Dan Charles, who works for National Public Radio as a food and agriculture correspondent, will deliver the commencement address at Goshen College’s 115th graduation ceremony on Sunday, April 28.
His speech, “Searching for what’s real in the digital world,” will encourage graduates to discover authentic communication in spite of modern technology.
“In this world of mass communication, the technology is great,” Charles said, “but you do lose something along the way.”
For Charles, there are two sides to what is considered “real” communication: there is the “true” side and the “authentic” side. While most college graduates are trained to look for facts and evidence, authentic communication, he says, is becoming harder to come by.
“Don’t agree with just anything anyone sends your way,” he said. Searching for what is authentic, according to Charles, requires curiosity, skepticism and a critical approach to a topic.
“There’s real communication, and communication that is less real or authentic,” Charles said. “How ‘real’ is Facebook communication?” Social media resources and other Internet based forms of communication, he says, run the risk of dominating authenticity.
And for someone like Charles, authenticity in relationships is a key factor in his decision to give the commencement address.
Charles said that even though he didn’t attend Goshen College, the college has been an important part of his life, due to his connections and friendships.
Growing up near Lancaster, Penn., he first came into contact with journalism as editor-in-chief for his high school newspaper, working alongside Goshen College’s communication department chair, Duane Stoltzfus.
Charles’ interests, however, led him to study economics and international affairs at American College. Nevertheless, he quickly found himself working as a reporter again.
“A couple of decades ago,” said Charles, “I fell almost by accident into writing about science and technology.” As a freelance writer, Charles’ paying customers tended to be science magazines.
“Freelancing is a free, but isolating and precarious existence,” he said. In time, Charles gained stability through radio broadcasting and correspondence.

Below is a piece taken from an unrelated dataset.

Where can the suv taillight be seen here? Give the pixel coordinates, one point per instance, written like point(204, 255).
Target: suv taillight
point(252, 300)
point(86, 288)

From 1993 to 1999, Charles served as NPR’s technology correspondent. Charles writes on his website that “the discoveries and gizmos were entertaining enough in their own right, but I grew more fascinated by what produced them: human dreams, cultural obsessions and political power.”

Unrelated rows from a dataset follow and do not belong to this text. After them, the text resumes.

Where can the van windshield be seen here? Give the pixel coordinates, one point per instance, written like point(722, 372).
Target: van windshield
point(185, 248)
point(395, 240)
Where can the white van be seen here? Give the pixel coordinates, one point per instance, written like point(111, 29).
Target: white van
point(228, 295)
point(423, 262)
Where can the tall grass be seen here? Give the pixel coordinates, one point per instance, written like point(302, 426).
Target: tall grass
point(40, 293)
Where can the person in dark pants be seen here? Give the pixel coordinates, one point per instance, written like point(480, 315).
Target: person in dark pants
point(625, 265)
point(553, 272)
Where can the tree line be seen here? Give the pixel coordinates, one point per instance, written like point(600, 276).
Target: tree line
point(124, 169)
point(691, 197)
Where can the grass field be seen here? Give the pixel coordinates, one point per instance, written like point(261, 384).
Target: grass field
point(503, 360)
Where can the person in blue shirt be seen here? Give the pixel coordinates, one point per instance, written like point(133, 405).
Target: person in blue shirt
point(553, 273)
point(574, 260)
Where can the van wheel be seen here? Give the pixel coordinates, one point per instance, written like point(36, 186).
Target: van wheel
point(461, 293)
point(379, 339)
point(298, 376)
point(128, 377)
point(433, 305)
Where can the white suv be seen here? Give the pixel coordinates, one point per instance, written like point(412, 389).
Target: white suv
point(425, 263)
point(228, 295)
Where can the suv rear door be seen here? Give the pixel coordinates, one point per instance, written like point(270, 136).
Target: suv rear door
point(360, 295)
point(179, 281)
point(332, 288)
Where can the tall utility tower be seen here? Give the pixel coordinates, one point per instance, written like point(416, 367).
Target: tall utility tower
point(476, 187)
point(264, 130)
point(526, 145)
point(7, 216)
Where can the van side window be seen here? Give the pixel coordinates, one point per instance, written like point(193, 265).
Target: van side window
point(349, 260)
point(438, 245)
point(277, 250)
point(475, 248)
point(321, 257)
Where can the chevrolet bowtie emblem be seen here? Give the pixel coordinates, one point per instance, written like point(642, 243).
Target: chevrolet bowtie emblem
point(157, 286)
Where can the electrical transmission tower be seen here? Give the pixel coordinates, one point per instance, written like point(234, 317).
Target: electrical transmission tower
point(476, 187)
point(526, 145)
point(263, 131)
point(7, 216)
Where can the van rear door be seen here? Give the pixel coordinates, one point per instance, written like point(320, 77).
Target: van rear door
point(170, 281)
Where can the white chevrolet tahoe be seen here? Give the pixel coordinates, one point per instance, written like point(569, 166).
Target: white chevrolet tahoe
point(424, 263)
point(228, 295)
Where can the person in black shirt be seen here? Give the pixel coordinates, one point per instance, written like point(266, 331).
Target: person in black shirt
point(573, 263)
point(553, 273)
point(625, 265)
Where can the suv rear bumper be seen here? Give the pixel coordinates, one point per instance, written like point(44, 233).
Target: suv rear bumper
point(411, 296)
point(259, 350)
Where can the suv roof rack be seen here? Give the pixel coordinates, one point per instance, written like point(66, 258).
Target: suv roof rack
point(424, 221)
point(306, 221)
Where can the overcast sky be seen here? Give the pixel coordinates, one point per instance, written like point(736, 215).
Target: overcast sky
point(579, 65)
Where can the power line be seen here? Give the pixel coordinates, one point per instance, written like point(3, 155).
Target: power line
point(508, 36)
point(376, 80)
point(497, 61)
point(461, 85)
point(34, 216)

Following these fascinations, Charles published two books: “Master Mind: The Rise and Fall of Fritz Haber, The Nobel Laureate Who Launched the Age of Chemical Warfare,” published in 2005, and “Lords of the Harvest: Biotech, Big Money and the Future of Food,” in 2001.
In 2011, Charles returned to NPR for his current position as food and agriculture correspondent. “The bread and butter of the beat,” he said, “is telling the story of how food gets to your plate.”

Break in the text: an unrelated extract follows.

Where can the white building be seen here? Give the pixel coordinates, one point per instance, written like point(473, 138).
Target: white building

Charles has covered agriculture’s environmental implications, community gardens and the food industry at large. Recently, he has been working on a story about the proper methods of making Greek yogurt, as well as possible changes to certain food aid programs.
Despite the recent focus on agriculture and food, Charles enjoys reporting on environmental issues, energy issues, history, technology and economics. However, technology, food and agriculture have been the most engaging for him.
“From popular food crops to modern digital maps,” Charles said, “our machines reflect our culture and our politics.”
“Searching for what’s real in the digital world” is a topic that Charles finds “interesting and potentially useful” for graduates. As a father of two teenage girls, he sees the effects of technology on his children.
Charles, who grew up well before the massive integration of the Internet with daily life, hopes to impart upon graduates the importance of “being conscious of the influence of technology around us.”
Dan Charles will be presenting his commencement address on Sunday, April 28 at 3 p.m. in the Roman Gingerich Recreation-Fitness Center.